Internship: Data engineering: Synthetic data rendering for automated tests - Ieper, Belgium

Internship: Data engineering:  Synthetic data rendering for automated tests

Your future job

Data engineering: synthetic data rendering for automated tests

There's a constant increase (in volumes and ingestion rates) on incoming dataflows from various sources towards our data analytics and reporting platforms. To keep those flows manageable, more data tests are required, preferably in an automated fashion.

Those tests need to be performed on a consistent controlled data set; one that can be easily expanded / changed on added functionality, ...

More and more technology vendors are coming up with tools and platforms to support this.
Next to the generation of synthetic data, these setups need to be embedded within the data testing landscape in order to be used in an operational environment.

The goal of the project is to identify a framework for generating synthetic data on several data sets, to 'productize' them and use that framework in combination with automated tests on data.
 
The project includes the following steps:

- Tool selection and design
- Generation of synthetic data on different data sets
- Productization of the solution (setting up test pipelines, versioning, pipelines for deploying different versions,...)

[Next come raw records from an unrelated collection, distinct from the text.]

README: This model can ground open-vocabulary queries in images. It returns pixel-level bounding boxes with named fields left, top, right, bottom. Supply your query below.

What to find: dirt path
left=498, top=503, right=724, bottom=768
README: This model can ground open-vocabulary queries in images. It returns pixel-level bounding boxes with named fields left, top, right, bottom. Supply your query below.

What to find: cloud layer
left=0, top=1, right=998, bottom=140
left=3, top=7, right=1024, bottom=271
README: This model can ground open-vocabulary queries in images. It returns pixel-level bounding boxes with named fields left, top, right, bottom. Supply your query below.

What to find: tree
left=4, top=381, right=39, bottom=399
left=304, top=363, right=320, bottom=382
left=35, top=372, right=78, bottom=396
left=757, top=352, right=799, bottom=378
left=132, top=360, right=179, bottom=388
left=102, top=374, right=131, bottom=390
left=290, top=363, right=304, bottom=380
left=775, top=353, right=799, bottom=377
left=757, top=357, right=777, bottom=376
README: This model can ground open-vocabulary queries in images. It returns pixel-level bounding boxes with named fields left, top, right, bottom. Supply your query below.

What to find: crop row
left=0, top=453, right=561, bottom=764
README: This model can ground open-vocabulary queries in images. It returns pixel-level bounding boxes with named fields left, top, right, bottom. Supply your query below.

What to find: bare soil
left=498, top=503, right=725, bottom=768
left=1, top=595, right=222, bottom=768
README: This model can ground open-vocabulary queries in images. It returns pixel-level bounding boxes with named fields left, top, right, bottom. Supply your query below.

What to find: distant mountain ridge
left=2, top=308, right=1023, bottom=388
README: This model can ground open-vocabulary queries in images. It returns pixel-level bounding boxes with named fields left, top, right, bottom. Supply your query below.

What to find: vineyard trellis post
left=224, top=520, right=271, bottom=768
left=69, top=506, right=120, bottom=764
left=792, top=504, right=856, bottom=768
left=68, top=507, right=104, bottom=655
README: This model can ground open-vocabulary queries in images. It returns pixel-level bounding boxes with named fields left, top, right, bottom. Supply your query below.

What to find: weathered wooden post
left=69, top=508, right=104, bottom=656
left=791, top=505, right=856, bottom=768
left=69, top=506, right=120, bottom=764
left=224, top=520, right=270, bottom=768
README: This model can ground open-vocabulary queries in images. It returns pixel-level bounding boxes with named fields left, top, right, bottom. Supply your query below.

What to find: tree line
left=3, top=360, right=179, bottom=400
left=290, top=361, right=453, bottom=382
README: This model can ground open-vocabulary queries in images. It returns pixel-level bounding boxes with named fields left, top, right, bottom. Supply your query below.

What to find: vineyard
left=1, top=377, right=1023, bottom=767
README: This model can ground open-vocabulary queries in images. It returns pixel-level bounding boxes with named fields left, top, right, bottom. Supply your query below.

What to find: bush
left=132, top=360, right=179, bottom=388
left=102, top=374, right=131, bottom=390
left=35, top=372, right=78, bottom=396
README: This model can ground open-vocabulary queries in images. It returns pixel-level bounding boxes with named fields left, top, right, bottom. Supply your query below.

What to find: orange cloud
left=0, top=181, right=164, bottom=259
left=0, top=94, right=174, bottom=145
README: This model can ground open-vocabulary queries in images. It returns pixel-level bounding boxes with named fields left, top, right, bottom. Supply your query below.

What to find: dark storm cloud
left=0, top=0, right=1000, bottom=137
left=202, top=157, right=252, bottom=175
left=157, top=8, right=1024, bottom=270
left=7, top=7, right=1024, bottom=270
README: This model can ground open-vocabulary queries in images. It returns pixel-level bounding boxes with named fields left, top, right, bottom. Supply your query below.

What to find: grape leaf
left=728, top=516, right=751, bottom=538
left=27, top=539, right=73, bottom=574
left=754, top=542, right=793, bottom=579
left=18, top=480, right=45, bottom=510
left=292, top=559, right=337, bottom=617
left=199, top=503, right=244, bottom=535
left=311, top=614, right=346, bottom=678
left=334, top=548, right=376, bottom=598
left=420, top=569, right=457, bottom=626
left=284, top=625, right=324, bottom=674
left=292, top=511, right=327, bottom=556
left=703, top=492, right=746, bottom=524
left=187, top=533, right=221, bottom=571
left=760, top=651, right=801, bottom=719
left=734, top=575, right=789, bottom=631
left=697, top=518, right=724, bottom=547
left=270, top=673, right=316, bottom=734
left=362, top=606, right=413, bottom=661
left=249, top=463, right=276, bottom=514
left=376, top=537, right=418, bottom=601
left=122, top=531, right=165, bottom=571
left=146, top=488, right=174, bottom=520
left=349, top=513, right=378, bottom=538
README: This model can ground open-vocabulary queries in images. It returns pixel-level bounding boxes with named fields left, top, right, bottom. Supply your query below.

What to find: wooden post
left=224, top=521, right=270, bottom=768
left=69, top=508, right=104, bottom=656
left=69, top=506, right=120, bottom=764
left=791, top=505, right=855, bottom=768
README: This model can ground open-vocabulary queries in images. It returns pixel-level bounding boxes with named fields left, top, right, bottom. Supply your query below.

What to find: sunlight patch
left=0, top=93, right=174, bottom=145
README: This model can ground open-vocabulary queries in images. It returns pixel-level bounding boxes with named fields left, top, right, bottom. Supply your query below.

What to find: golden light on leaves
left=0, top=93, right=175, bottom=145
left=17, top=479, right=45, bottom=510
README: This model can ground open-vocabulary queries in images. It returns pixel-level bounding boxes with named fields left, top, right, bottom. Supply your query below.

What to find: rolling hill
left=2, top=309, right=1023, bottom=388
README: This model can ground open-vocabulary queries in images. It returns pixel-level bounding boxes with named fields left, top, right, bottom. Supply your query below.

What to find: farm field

(From 4 weeks up to 6 months)

Your profile

  • Student in Bachelor or Master in IT 
  • IT software analysis, design and development practices 

  • Minimal: Python & SQL development

  • Preferably: Git/Gitlab, Docker, Kubernetes 

  • Data engineering technologies

 

Main technologies used:

  • Data generation solutions
  • Great expectations
  • Databricks, Spark
  • Python, SQL
  • Continuous delivery (GIT, gitlab CI, Docker, Kubernetes,..)
  • PostgreSQL database knowledge

Competencies the student could develop

  • Working with state-of-the-art enterprise applications frameworks used to develop and deploy applications to be used worldwide
  • Analysis and development methodologies like Domain Driven Design and continuous integration/ deployment
  • Data engineering tasks like ETL, Python, data profiling, cloud development
  • Test Engineering

 

We offer

  • a challenging job in a dynamic high-tech international environment
  • the opportunity to take ownership of your professional passion in order to contribute to the success of the company
  • an enjoyable, team-oriented and professional atmosphere in a flat-structured organization
  • versatile development opportunities